La préparation pour cette section consiste à pratiquer la rédaction de courts textes argumentatifs ou narratifs sous contrainte de temps – typiquement 20 à 25 minutes pour produire un texte cohérent sur un sujet donné à l’avance.

Le déroulement de la journée d’examen

Connaître la logistique de la journée d’examen réduit significativement l’anxiété de l’enfant. Voici ce à quoi ressemble typiquement cette journée :

  • Arrivée 15 à 30 minutes avant le début de l’examen, vérification de l’identité
  • Installation en salle, distribution du matériel d’examen
  • Lecture des consignes par le surveillant
  • Début de l’examen – sections enchaînées avec ou sans pause selon l’établissement
  • Remise des copies à la fin du temps imparti

L’enfant ne peut généralement pas apporter de matériel personnel, sauf ce qui est explicitement autorisé par l’établissement (calculatrice dans certains cas, crayons).

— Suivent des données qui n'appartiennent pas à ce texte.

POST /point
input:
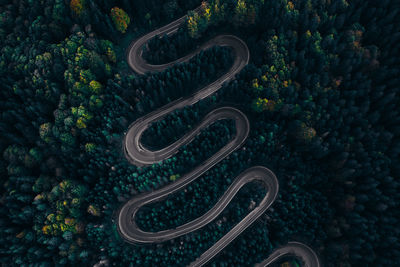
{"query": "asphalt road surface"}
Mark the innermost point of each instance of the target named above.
(139, 155)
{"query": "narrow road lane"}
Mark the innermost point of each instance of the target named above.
(139, 155)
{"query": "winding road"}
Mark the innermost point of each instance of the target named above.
(139, 155)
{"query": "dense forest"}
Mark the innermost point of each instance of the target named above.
(321, 91)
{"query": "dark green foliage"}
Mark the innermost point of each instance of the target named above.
(321, 92)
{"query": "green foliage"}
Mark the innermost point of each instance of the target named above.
(321, 92)
(120, 18)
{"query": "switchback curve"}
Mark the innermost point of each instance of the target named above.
(137, 154)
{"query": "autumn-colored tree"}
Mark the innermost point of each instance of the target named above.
(120, 18)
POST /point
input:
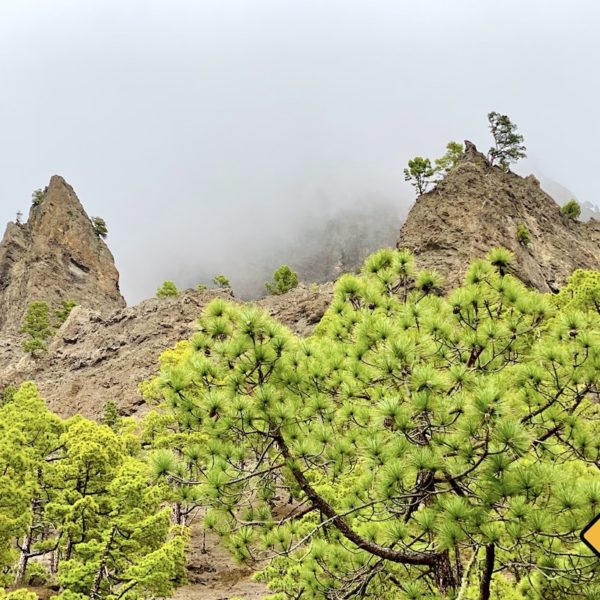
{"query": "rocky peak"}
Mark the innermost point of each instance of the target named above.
(55, 256)
(478, 206)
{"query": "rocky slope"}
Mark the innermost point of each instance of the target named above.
(104, 350)
(478, 206)
(55, 256)
(95, 358)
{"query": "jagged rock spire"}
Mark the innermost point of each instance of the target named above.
(55, 256)
(478, 207)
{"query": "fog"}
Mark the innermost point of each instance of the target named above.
(211, 135)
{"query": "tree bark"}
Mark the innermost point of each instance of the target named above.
(23, 559)
(488, 571)
(434, 560)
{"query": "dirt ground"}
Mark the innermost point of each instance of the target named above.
(214, 575)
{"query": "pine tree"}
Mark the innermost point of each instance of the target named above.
(508, 144)
(36, 324)
(221, 281)
(284, 280)
(446, 163)
(63, 311)
(100, 227)
(168, 288)
(419, 173)
(425, 444)
(571, 210)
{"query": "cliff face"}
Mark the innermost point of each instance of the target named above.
(94, 358)
(55, 256)
(478, 207)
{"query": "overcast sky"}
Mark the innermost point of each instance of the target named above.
(202, 130)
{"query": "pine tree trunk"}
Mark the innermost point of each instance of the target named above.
(444, 574)
(23, 559)
(177, 517)
(488, 571)
(95, 590)
(54, 562)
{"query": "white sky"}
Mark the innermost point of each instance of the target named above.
(202, 130)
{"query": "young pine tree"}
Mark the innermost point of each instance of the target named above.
(414, 446)
(284, 280)
(36, 326)
(508, 145)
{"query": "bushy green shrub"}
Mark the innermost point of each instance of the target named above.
(221, 281)
(284, 280)
(100, 227)
(168, 288)
(36, 325)
(571, 210)
(63, 311)
(523, 234)
(37, 197)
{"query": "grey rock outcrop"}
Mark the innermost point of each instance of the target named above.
(478, 207)
(55, 256)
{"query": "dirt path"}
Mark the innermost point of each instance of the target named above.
(214, 575)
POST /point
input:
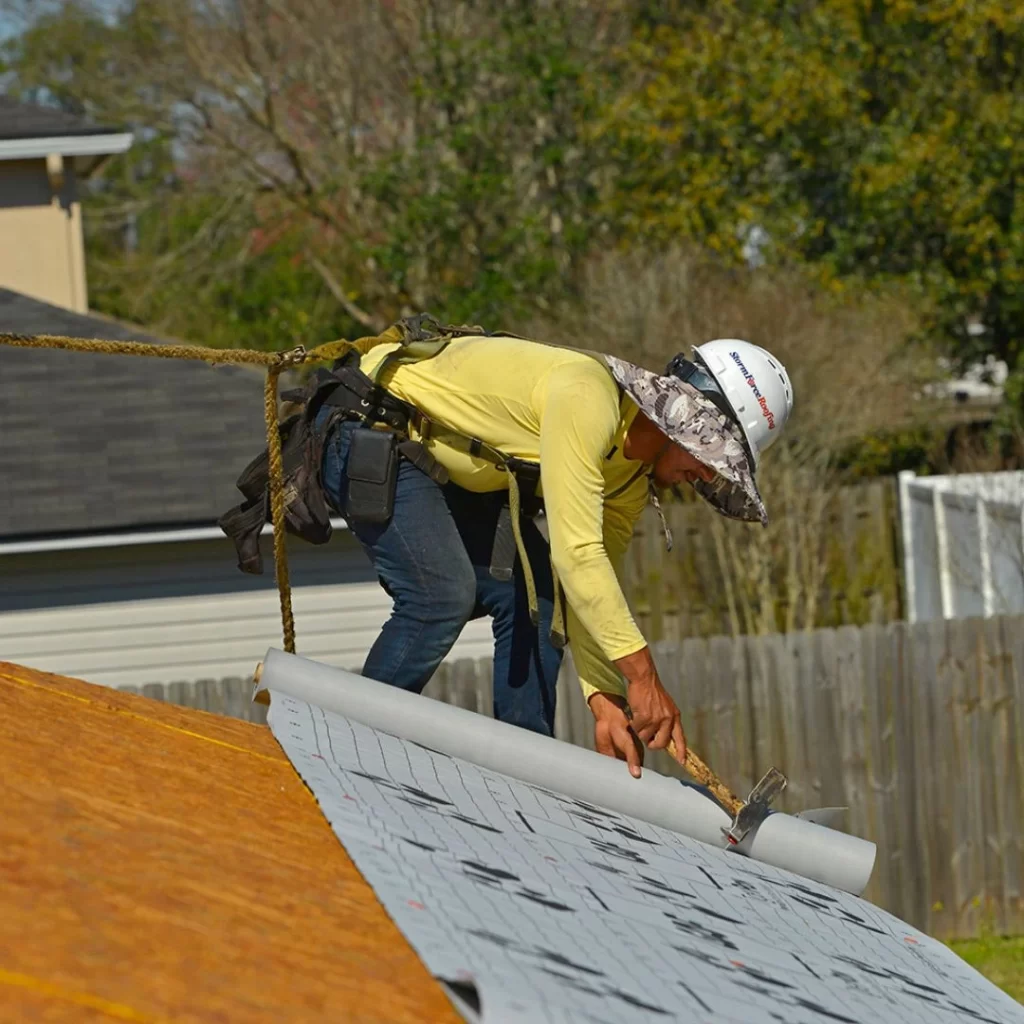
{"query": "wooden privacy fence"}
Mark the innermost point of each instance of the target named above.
(918, 729)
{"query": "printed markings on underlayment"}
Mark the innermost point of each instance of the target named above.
(560, 911)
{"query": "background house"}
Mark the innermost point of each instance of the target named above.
(114, 470)
(44, 156)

Il est conseillé de vérifier ces détails directement auprès de l’école avant le jour J.

Pourquoi le format compte autant que le contenu

Un enfant peut avoir toutes les connaissances requises et quand même mal performer à l’examen d’admission, simplement parce qu’il n’en connaît pas le format. La surprise du format – la durée, le rythme, le type de questions – consomme de l’énergie cognitive qui devrait être consacrée aux réponses.

C’est précisément pour cette raison que les examens blancs – des simulations complètes dans des conditions identiques à l’examen réel – sont l’outil de préparation le plus efficace. Ils permettent à l’enfant d’arriver le jour J en terrain connu, avec un rythme déjà rodé et une confiance construite sur de la pratique réelle.

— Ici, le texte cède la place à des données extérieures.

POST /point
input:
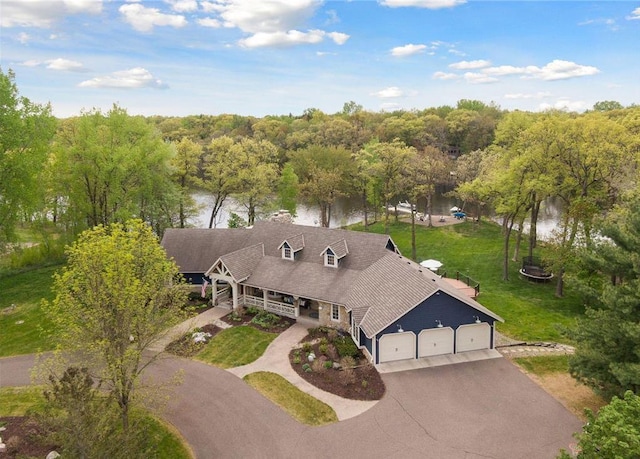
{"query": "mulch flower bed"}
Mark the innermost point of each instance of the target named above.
(185, 346)
(354, 377)
(23, 438)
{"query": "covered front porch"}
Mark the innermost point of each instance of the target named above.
(276, 302)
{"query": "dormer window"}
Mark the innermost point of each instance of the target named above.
(290, 246)
(335, 252)
(330, 259)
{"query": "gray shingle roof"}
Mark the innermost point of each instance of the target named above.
(376, 284)
(339, 248)
(295, 242)
(393, 286)
(243, 262)
(195, 249)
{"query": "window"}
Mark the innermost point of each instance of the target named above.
(335, 312)
(330, 259)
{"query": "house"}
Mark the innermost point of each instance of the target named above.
(356, 282)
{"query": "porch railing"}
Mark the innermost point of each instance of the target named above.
(281, 308)
(276, 307)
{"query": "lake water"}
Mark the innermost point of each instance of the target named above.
(347, 211)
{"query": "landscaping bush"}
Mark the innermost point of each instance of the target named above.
(346, 347)
(266, 319)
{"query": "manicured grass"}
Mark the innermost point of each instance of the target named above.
(17, 401)
(544, 364)
(302, 406)
(531, 311)
(25, 329)
(167, 441)
(236, 346)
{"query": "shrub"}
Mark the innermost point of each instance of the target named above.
(266, 319)
(332, 335)
(347, 362)
(346, 347)
(347, 376)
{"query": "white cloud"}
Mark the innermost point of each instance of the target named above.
(256, 16)
(209, 22)
(134, 78)
(389, 93)
(560, 70)
(291, 38)
(479, 78)
(24, 38)
(470, 65)
(31, 63)
(445, 76)
(276, 23)
(635, 14)
(554, 70)
(145, 19)
(65, 64)
(183, 6)
(566, 104)
(42, 14)
(430, 4)
(338, 37)
(408, 50)
(537, 95)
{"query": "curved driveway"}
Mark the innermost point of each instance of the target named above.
(470, 410)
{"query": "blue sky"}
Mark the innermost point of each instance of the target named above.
(275, 57)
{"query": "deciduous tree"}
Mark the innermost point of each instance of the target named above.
(117, 296)
(25, 132)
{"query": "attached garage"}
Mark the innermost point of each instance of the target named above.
(435, 341)
(473, 337)
(397, 346)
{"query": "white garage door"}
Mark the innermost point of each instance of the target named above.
(435, 341)
(397, 346)
(473, 337)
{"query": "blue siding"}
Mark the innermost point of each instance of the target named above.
(366, 342)
(440, 306)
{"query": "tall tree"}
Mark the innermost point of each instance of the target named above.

Pour un témoignage concret sur l’impact de 6 examens blancs en 3 semaines sur la performance et la confiance d’une candidate admise, consultez notre article : Combien d’examens blancs faut-il faire avant l’examen d’admission au secondaire ?


Le format décrit dans cet article est représentatif de la majorité des examens d’admission au secondaire au Québec, mais peut varier selon les établissements. Vérifiez auprès de l’école visée pour connaître le format exact de son examen.